When the shower was steamy enough for his taste, he looked back at us both, then yelled, “Fuck outta here!” before slamming the door to our howling laugher.
After we finished wiping away our tears of laughter, Kanoa and I turned the radio on to a repeat broadcast of Uprising Radio, hoping to hear Vector Prime’s voice.
It took a minute – static, poor reception, a radio that had seen better days – but we finally got the broadcast to come on, albeit a bit jammed.
“Uprising…” came a voice crackling through the radio, “Vector Prime to the Uprising. The Emperor’s Ball…” – more static – “keep your soldiers on the ground in the old Bowery. Battalions…” – more static – “Essex and the corner of East Houston. Vector Prime, signing off. Long live the Uprising! Long live New York City!”
There’s something familiar about that voice, I thought to myself as I switched off the radio.
My face, to Kanoa, must have asked my question. “What’s up, J-Ry?” he asked, furrowing his eyebrows.
My answer came out in a dream. “Vector Prime,” I said. “I know her.”
Chapter Five
Evanora
My mother was smiling, genuinely, from the depths of her soul. It was the first time in a long time that I’d seen it, and that, perhaps, was the best part of the evening.
I had no intention of enjoying the rest of the evening, that’s for sure.
The Emperor’s Ball is something that takes place every year – usually to celebrate different politicians, Cabal members who worked extra hard at cracking skulls, and of course, my step-father, who could never get enough in the way of accolades – but this year would be my official “coming out party,” where I would be accepted as the “people’s princess.”
This year’s Emperor’s Ball was reminiscent of the time when I was the “First Faust Baby” and the latest, greatest attraction in the Faustian three-ring circus. But this time, instead of being someone who was too young to have agency over what was happening to her, I would be someone who would be “paired off” to the worthiest courtier – admired in my gilded cage, but forever under the scrutiny of a microscope that I didn’t necessarily want to be under, and forced to lead a life I didn’t necessarily want – so, therefore, having less agency now than I did back then.
Come one, come all, in more ways than one. What, really, were my other options?

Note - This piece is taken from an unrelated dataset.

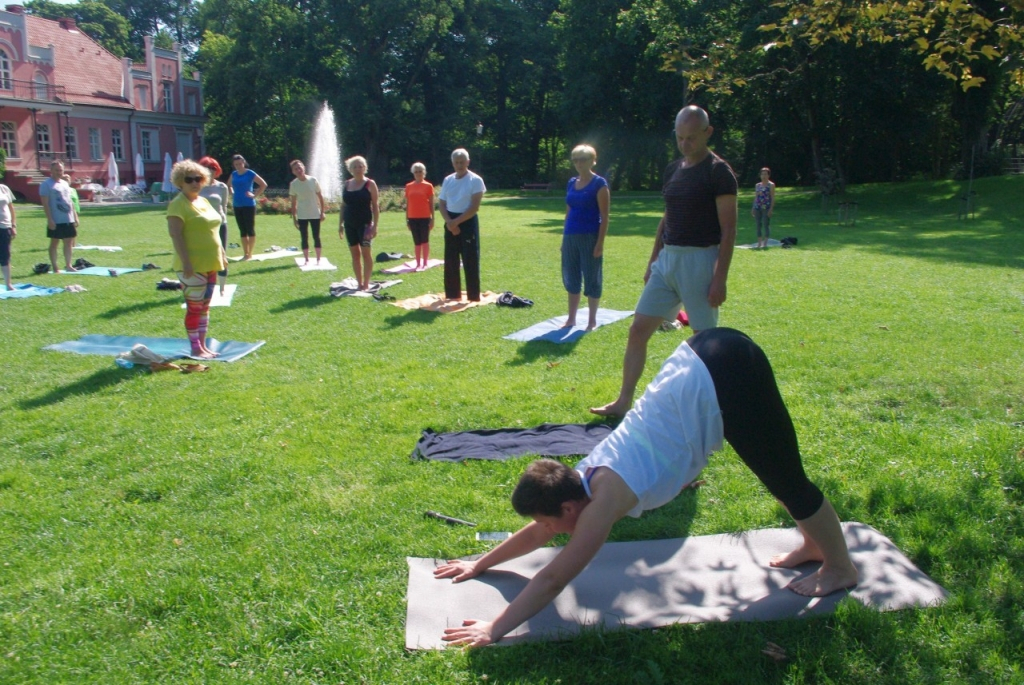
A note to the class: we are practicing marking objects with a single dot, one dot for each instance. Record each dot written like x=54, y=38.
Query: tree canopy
x=857, y=89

“Sit still!” Mom commanded while standing over me, comb in hand, and parting my hair directly down the middle. She pulled the left part of my hair back into a rough twist, which she haphazardly held in place with a black hair tie, then focused all her attention on the right part of my hair, which she began stitching into a perfect, French-style braid. “Your hair is so wild, Evanora, I have no idea how it’s going to hold for the night without me spraying it within an inch of its life.”
I struggled, slightly, as my mother tugged on my hair one more time for good measure. “Well, clearly, Mom, I got it from you.”
Her eyes flickered briefly, with recognition, before she continued. “Well. I don’t have this hair anymore. Chemically straightened, you see” – she pointed to the top of her head, absently, and dropped her eyes – “so this sort of thing doesn’t happen anymore.” She inhaled, sharply. “But don’t worry, baby. You look beautiful. We’re gonna make sure you look beautiful. But you’re beautiful anyway, baby, you know that…”
I looked up and saw my mother’s eyes fill with tears. “Rosie,” I whispered, reaching up to touch her face. “Mom. Mama. It’s okay, Mama.”
She exhaled, shuddering as she struggled to fight back her tears. “Your daddy – your real daddy – would be so proud of you right now,” she said, her voice quivering. “I don’t talk about him much, you know that. But I see you here – ready, now, for your first official ball, and your first official presentation – and God, my God, you look so much like him…”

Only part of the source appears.